タイムカプセル
依頼人の頼みで、もう廃校になったらしい学校の校庭にいた。持っていたシャベルが何か固いものに当たる。確かにさっき見たプラスチックのケースだ。
「おっと、これかな」
ケースを傷つけないように周りの土をどかしてから、慎重に引き上げる。土がついて汚れているが、透明なケースの中身は無事なようだ。穴に土を戻して、校庭から去る。
「うわー、懐かしい」
ケースを見ると、依頼人の男は声を出して喜んだ。男はさっき見たより背が少し伸びていて、高そうな時計をつけていた。よく見ると顔に少しシワができていたが、穏やかな性格は変わっていない。
「ありがとうございます。さすがに二十年も前なんで忘れていましたよー」
「いえいえ。覚えているのが得意なもので」
「え。メモとかなさらないんですか」
「あ、いえ。商売柄というか、一応のメモはありますよ」
「やっぱりそうですよね。いやー懐かしいなあ。でも店長さんは二十年たってもあの時のままですね」
「ありがとうございます。今後ともごひいきに」
男は上機嫌で、ケースを車に乗せて店から出ていった。あの男で今年の依頼はなくなったので、店のシャッターを閉めて店の端にある重いハッチを開けて地下に入った。ハシゴを降りて、パソコンに向かう。
「たしか次は三年後の二か月後」
パソコンで三年後に起きるようにセットする。隣のベッドが入ったカプセルが上に開く。中のベッドに横になって、カプセルを閉じた。
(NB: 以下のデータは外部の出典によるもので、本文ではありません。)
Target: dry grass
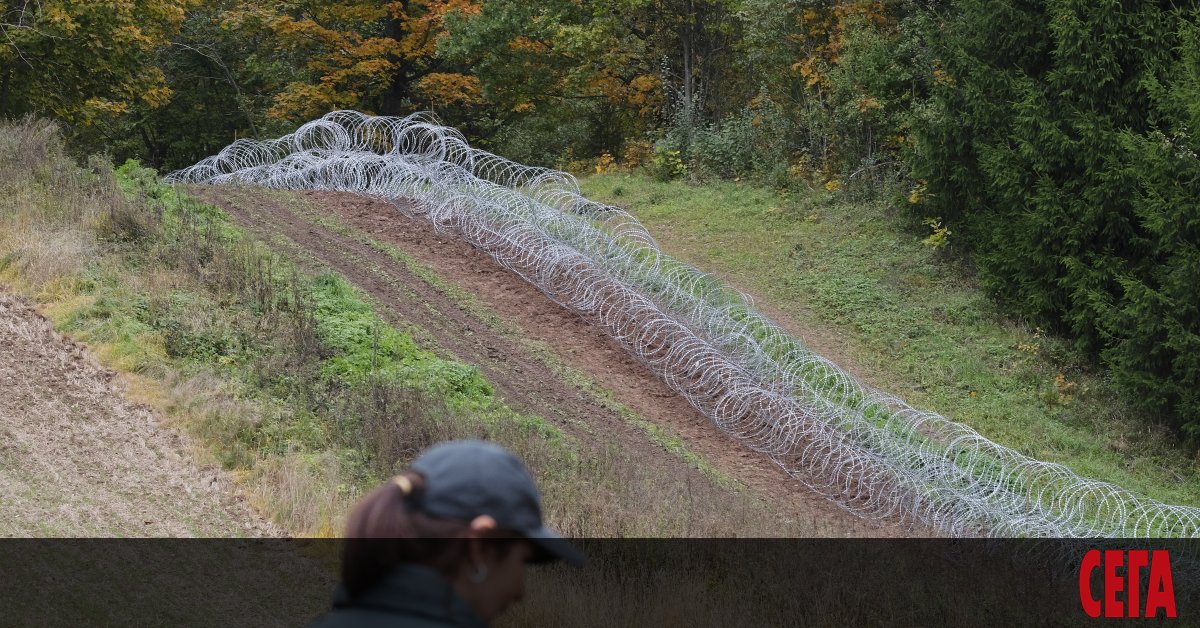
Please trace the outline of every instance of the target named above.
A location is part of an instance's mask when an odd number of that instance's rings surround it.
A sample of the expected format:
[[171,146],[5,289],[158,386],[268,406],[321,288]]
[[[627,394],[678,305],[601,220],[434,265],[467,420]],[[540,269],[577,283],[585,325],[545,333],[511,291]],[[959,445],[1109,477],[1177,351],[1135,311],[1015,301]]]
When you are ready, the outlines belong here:
[[0,186],[21,183],[62,160],[63,146],[58,125],[27,116],[4,125],[0,134]]
[[0,270],[41,286],[96,255],[101,197],[65,160],[53,123],[27,118],[0,133]]
[[100,256],[105,240],[144,232],[150,219],[121,193],[111,166],[66,157],[57,125],[36,118],[0,133],[0,271],[26,287],[55,287]]
[[39,296],[59,327],[134,373],[137,398],[291,534],[338,534],[359,495],[428,445],[465,437],[525,460],[548,522],[570,535],[836,534],[681,473],[666,452],[580,443],[498,400],[455,405],[412,385],[331,380],[322,369],[336,351],[290,262],[225,237],[232,227],[208,208],[153,190],[127,197],[105,164],[73,166],[52,125],[26,120],[0,137],[0,281]]
[[82,271],[96,255],[92,235],[80,229],[5,221],[0,248],[8,263],[29,285],[44,286]]
[[332,452],[290,454],[260,466],[254,495],[276,520],[303,536],[336,537],[345,529],[359,491],[343,482]]

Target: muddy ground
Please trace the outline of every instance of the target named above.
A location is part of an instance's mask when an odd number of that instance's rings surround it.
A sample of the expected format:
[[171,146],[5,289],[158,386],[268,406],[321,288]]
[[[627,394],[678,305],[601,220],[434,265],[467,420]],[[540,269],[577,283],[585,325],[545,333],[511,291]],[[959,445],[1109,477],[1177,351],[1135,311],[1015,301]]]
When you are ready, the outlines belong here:
[[[806,535],[925,534],[902,522],[860,519],[816,494],[766,456],[722,433],[601,330],[423,219],[352,194],[204,186],[190,191],[226,209],[265,240],[293,253],[303,251],[311,261],[345,275],[383,305],[393,322],[427,331],[430,338],[424,340],[447,357],[478,365],[514,409],[543,416],[583,442],[615,439],[631,456],[663,465],[663,472],[699,473],[654,444],[611,404],[566,381],[527,341],[550,348],[552,362],[582,372],[617,402],[678,435],[691,451],[762,496],[788,520],[805,522]],[[330,228],[335,225],[322,218],[351,229]],[[478,312],[378,250],[379,243],[397,247],[442,282],[475,295],[516,334],[482,320]]]

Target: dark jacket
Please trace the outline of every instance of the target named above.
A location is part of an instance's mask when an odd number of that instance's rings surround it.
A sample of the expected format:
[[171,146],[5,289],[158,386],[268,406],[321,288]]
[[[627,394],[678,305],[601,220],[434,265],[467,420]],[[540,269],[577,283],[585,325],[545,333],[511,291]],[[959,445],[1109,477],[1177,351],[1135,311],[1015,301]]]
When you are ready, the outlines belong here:
[[486,628],[487,624],[437,571],[421,565],[400,565],[356,599],[350,599],[339,586],[333,610],[312,624],[312,628],[351,626]]

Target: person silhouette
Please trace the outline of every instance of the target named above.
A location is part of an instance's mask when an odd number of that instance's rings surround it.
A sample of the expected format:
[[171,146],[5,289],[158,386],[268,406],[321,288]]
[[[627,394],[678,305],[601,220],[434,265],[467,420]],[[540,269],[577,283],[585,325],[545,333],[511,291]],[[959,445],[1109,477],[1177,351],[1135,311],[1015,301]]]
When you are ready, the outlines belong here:
[[554,560],[586,561],[543,525],[525,465],[492,443],[443,442],[354,508],[333,608],[312,625],[486,626],[524,595],[527,563]]

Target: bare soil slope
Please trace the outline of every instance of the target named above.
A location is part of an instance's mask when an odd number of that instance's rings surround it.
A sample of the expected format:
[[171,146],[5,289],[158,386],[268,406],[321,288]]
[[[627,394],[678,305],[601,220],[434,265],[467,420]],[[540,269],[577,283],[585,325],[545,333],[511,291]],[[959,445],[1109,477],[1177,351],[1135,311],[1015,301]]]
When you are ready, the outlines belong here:
[[116,374],[0,292],[0,536],[276,536]]
[[[532,339],[561,362],[582,372],[645,419],[679,435],[721,473],[768,499],[802,534],[831,536],[926,535],[899,522],[865,521],[790,478],[766,456],[734,442],[686,400],[627,354],[615,341],[548,299],[469,244],[437,233],[388,203],[352,194],[280,193],[229,187],[193,187],[193,193],[228,210],[260,236],[304,251],[347,277],[389,310],[394,321],[428,331],[451,357],[476,364],[509,405],[546,417],[581,440],[615,438],[623,450],[661,466],[664,473],[695,473],[654,445],[608,404],[532,355]],[[339,233],[320,223],[328,216],[353,229]],[[452,298],[414,275],[404,264],[368,245],[395,246],[431,268],[442,281],[475,295],[491,312],[519,330],[497,331]],[[796,533],[795,530],[792,533]]]

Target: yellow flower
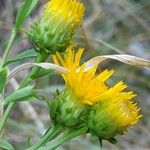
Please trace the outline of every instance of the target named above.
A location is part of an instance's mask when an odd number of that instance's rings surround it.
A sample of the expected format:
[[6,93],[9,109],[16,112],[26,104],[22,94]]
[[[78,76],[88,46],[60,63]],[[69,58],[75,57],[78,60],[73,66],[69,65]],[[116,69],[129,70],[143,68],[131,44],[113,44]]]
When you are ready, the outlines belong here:
[[85,72],[84,64],[80,66],[82,53],[83,49],[79,49],[75,54],[70,47],[67,49],[67,54],[64,58],[59,53],[56,53],[53,56],[53,60],[56,64],[62,64],[70,70],[68,74],[62,74],[62,76],[67,88],[77,97],[78,102],[93,105],[99,101],[97,97],[108,90],[105,81],[113,74],[113,70],[105,70],[96,76],[96,66]]
[[85,8],[77,0],[51,0],[33,24],[30,37],[38,51],[63,52],[81,24]]
[[[126,85],[120,81],[113,87],[106,85],[106,80],[113,74],[113,70],[105,70],[96,75],[97,66],[85,72],[85,65],[80,65],[83,49],[77,53],[72,47],[67,49],[62,57],[58,52],[53,56],[56,64],[68,70],[62,74],[69,91],[70,99],[77,105],[89,106],[87,124],[91,132],[102,139],[109,139],[122,134],[128,127],[134,125],[141,117],[139,109],[134,104],[133,92],[124,92]],[[70,100],[71,101],[71,100]],[[69,106],[68,106],[69,107]]]
[[45,7],[44,16],[63,22],[68,27],[78,26],[81,23],[84,6],[78,0],[51,0]]

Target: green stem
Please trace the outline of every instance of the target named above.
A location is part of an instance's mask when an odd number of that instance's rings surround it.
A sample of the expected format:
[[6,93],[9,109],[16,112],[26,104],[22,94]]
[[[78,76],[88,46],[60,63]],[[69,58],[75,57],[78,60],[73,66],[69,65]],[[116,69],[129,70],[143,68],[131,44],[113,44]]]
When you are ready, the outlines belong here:
[[[10,48],[11,48],[11,46],[13,44],[15,36],[16,36],[16,30],[13,28],[12,31],[11,31],[11,34],[10,34],[10,38],[9,38],[8,44],[7,44],[7,46],[6,46],[5,50],[4,50],[3,58],[2,58],[2,60],[0,62],[0,68],[2,68],[3,65],[5,64],[5,61],[7,59],[8,54],[9,54],[9,51],[10,51]],[[5,125],[5,123],[6,123],[7,119],[8,119],[8,116],[10,114],[10,110],[13,108],[13,106],[14,105],[11,103],[9,105],[9,107],[7,108],[7,110],[5,111],[4,116],[1,117],[1,119],[0,119],[0,136],[1,136],[1,133],[3,131],[4,125]]]
[[37,150],[38,148],[40,148],[42,145],[44,145],[45,143],[47,143],[47,141],[53,139],[58,133],[60,133],[61,131],[61,127],[56,127],[54,125],[52,125],[52,127],[45,133],[45,135],[41,138],[41,140],[39,141],[39,143],[37,143],[36,145],[26,149],[26,150]]
[[12,110],[13,107],[14,107],[14,103],[10,103],[10,105],[7,107],[3,117],[0,119],[0,133],[2,133],[4,126],[6,124],[6,121],[8,119],[8,116],[10,114],[10,111]]
[[[48,57],[48,56],[47,56]],[[44,56],[41,56],[39,54],[39,56],[37,57],[37,60],[36,60],[36,63],[39,63],[39,62],[42,62],[42,61],[45,61],[47,59],[47,57]],[[19,89],[23,88],[23,87],[26,87],[30,82],[31,82],[31,76],[33,74],[36,74],[37,72],[39,71],[39,67],[34,67],[30,74],[23,80],[23,82],[21,83]],[[12,111],[14,105],[16,104],[16,102],[11,102],[8,107],[6,108],[6,111],[4,112],[4,115],[0,118],[0,134],[2,133],[3,129],[4,129],[4,126],[6,124],[6,121],[8,119],[8,116],[10,114],[10,112]]]
[[60,135],[58,135],[54,140],[50,141],[45,147],[45,150],[53,150],[55,148],[57,148],[58,146],[62,145],[63,143],[65,143],[66,141],[82,135],[84,133],[87,132],[87,127],[83,127],[80,129],[76,129],[76,130],[66,130],[65,132],[61,133]]
[[2,58],[2,66],[1,67],[3,67],[3,65],[5,64],[5,61],[7,59],[8,54],[9,54],[9,51],[10,51],[10,48],[12,46],[12,43],[14,41],[15,36],[16,36],[16,30],[13,28],[12,31],[11,31],[11,35],[10,35],[8,44],[7,44],[7,46],[4,50],[4,54],[3,54],[3,58]]
[[[58,136],[62,132],[62,127],[56,127],[56,130],[49,136],[45,141],[43,141],[42,145],[46,145],[50,140]],[[47,134],[47,133],[46,133]],[[44,136],[46,136],[46,134]]]

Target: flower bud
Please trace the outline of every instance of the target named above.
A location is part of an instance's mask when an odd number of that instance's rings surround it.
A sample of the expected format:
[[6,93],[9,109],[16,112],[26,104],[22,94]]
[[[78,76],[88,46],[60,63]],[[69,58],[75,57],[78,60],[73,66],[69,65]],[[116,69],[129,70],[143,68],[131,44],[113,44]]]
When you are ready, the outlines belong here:
[[32,25],[30,37],[37,51],[63,52],[81,24],[84,6],[77,0],[51,0]]
[[53,122],[64,127],[82,127],[87,118],[87,109],[77,103],[76,97],[65,90],[55,97],[50,106]]

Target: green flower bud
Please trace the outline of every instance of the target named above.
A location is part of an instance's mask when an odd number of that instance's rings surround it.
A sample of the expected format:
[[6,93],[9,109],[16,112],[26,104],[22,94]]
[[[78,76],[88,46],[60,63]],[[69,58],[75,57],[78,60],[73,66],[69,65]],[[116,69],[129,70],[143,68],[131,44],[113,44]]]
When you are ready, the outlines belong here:
[[84,6],[74,0],[51,0],[32,25],[30,37],[37,51],[54,54],[71,44],[75,29],[82,21]]
[[50,115],[54,123],[78,128],[85,124],[87,109],[77,103],[76,97],[69,90],[65,90],[52,101]]

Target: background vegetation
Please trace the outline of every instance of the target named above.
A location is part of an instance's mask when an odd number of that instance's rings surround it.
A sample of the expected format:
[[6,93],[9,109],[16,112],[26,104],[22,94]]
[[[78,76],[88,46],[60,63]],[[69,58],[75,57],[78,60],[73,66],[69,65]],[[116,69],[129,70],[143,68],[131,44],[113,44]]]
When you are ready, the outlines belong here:
[[[46,0],[39,0],[38,6],[24,24],[28,29],[43,9]],[[81,28],[74,37],[85,48],[83,62],[96,55],[125,53],[150,59],[150,1],[149,0],[84,0],[86,15]],[[0,56],[7,43],[21,0],[0,0]],[[24,32],[17,35],[10,51],[10,58],[26,49],[33,48]],[[32,59],[26,60],[33,62]],[[49,61],[52,61],[51,59]],[[20,62],[20,64],[23,62]],[[18,64],[10,65],[13,69]],[[150,148],[150,70],[128,66],[116,61],[105,61],[99,71],[115,69],[114,77],[109,80],[113,85],[123,80],[128,89],[138,93],[136,101],[143,115],[139,123],[118,138],[117,145],[104,142],[104,150],[148,150]],[[20,82],[27,71],[17,76]],[[40,78],[36,86],[52,99],[57,88],[63,88],[63,81],[56,74]],[[16,82],[7,86],[7,93],[16,87]],[[33,101],[26,106],[18,104],[8,121],[4,136],[12,145],[23,149],[28,143],[36,142],[50,122],[48,110],[42,101]],[[81,140],[82,139],[82,140]],[[17,144],[16,144],[17,143]],[[18,147],[16,147],[18,145]],[[96,139],[89,135],[78,137],[62,146],[64,150],[98,150]]]

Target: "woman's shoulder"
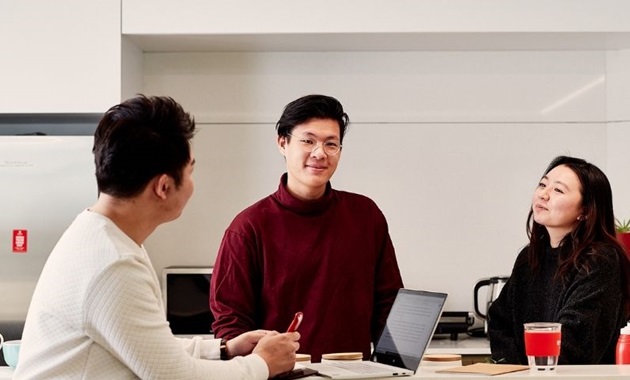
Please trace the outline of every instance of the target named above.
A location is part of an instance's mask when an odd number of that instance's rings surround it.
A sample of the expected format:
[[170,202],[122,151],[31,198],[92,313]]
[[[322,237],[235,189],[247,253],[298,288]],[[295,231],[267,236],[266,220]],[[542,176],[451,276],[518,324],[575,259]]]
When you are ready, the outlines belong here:
[[593,243],[588,246],[586,252],[608,258],[617,257],[621,253],[619,246],[608,242]]
[[583,258],[587,264],[607,267],[618,266],[625,255],[625,252],[611,243],[592,244],[584,252]]
[[516,256],[516,264],[519,264],[523,261],[527,261],[529,252],[529,244],[522,247],[520,251],[518,251],[518,255]]

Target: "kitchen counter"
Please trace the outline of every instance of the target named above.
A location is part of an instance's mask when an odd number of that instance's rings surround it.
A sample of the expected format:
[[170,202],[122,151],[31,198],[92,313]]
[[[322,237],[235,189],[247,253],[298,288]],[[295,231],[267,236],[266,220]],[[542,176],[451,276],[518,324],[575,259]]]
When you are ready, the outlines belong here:
[[490,342],[487,338],[472,338],[466,334],[459,334],[458,340],[433,338],[426,353],[489,356]]
[[[0,380],[10,380],[13,369],[0,367]],[[319,376],[311,377],[320,379]],[[443,380],[443,379],[479,379],[490,378],[486,375],[473,374],[439,374],[433,371],[418,371],[409,379]],[[520,378],[520,379],[557,379],[557,380],[609,380],[609,379],[629,379],[630,365],[565,365],[558,366],[553,372],[521,371],[508,373],[505,375],[492,376],[492,378]],[[394,378],[383,378],[392,380]]]

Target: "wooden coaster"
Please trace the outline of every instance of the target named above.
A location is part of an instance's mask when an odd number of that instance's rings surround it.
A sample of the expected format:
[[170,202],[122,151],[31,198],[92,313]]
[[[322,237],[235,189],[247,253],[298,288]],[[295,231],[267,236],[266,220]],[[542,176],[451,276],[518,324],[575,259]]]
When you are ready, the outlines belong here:
[[462,356],[458,354],[430,354],[424,355],[422,360],[427,362],[456,362],[462,360]]
[[362,352],[336,352],[334,354],[323,354],[322,359],[326,360],[361,360]]
[[309,355],[309,354],[295,354],[295,361],[296,362],[310,362],[311,361],[311,355]]

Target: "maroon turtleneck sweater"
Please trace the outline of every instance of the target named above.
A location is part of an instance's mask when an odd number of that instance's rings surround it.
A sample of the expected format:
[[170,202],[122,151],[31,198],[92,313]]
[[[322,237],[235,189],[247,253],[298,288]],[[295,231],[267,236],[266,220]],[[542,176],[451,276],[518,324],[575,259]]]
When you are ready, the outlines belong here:
[[301,353],[370,354],[403,287],[387,221],[369,198],[333,190],[298,200],[286,189],[248,207],[225,231],[212,275],[214,334],[286,331],[304,312]]

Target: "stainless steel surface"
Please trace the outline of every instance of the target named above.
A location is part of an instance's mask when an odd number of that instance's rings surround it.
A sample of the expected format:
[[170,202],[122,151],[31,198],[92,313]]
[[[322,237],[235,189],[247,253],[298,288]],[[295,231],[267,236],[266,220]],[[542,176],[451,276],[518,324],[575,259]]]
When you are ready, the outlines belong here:
[[[503,286],[508,281],[508,279],[509,277],[507,276],[494,276],[482,278],[475,284],[475,290],[473,292],[473,296],[475,297],[475,314],[479,318],[483,319],[484,332],[486,334],[488,333],[488,310],[490,310],[490,305],[492,305],[492,302],[494,302],[494,300],[499,297],[499,294],[501,294]],[[488,287],[488,289],[486,290],[485,310],[484,312],[482,312],[479,309],[479,291],[486,286]]]

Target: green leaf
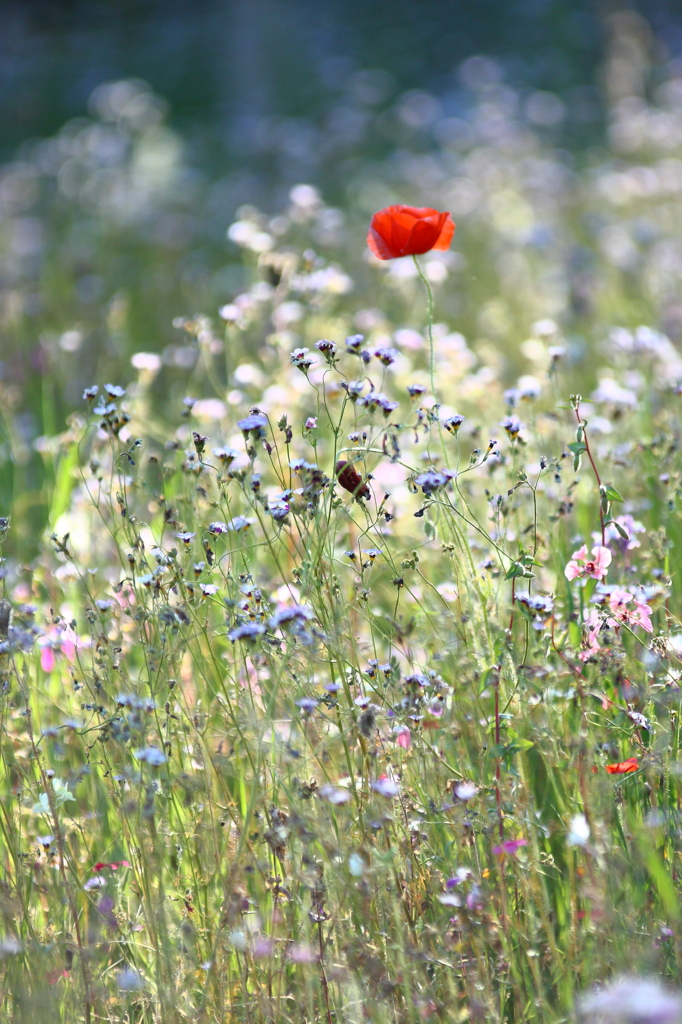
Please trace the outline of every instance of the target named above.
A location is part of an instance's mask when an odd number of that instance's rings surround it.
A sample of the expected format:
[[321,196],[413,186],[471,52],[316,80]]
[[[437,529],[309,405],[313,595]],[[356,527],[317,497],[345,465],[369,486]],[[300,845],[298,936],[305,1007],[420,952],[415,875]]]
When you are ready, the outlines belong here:
[[617,523],[615,519],[609,519],[604,523],[604,526],[615,526],[616,530],[623,538],[623,540],[630,540],[630,534],[627,530],[624,530],[620,523]]
[[55,478],[54,490],[50,501],[51,527],[69,507],[71,492],[76,486],[75,469],[78,466],[78,445],[72,442],[65,452],[62,452]]
[[580,647],[580,626],[577,622],[569,622],[568,624],[568,635],[571,640],[571,644],[576,649]]
[[620,494],[618,493],[618,491],[616,490],[616,488],[612,487],[611,484],[604,485],[602,487],[602,493],[604,494],[604,496],[609,501],[622,501],[623,500],[621,498]]

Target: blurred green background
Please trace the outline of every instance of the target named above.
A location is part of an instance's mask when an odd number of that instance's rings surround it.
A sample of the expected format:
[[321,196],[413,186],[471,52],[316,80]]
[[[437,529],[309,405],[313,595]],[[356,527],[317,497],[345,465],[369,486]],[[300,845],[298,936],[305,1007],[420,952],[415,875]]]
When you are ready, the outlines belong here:
[[[41,439],[85,386],[132,379],[135,352],[162,354],[159,408],[179,400],[198,354],[173,321],[202,312],[221,334],[258,276],[229,225],[279,245],[298,183],[323,205],[312,232],[289,216],[282,245],[351,275],[343,324],[381,306],[390,329],[420,326],[416,290],[378,290],[364,260],[371,212],[406,201],[452,209],[437,316],[510,375],[542,316],[578,363],[605,324],[677,340],[674,218],[643,209],[677,185],[628,193],[630,221],[606,209],[609,174],[682,150],[677,4],[21,0],[0,19],[0,513],[19,509],[27,550]],[[669,121],[645,131],[654,106]],[[231,336],[225,387],[272,326]]]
これを始めてから何年たっただろうか。百年くらい前にタイムマシンを作り未来に行けるようになったことは良かったが、過去に帰ることはできないことに後悔した。未来に行くことは簡単だが、過去は自分の知識ではどうしたらいいかわからない。
「ああ、早く過去に帰れるモノを作ってくれ」
目を閉じて、三年後になるのを寝て待った。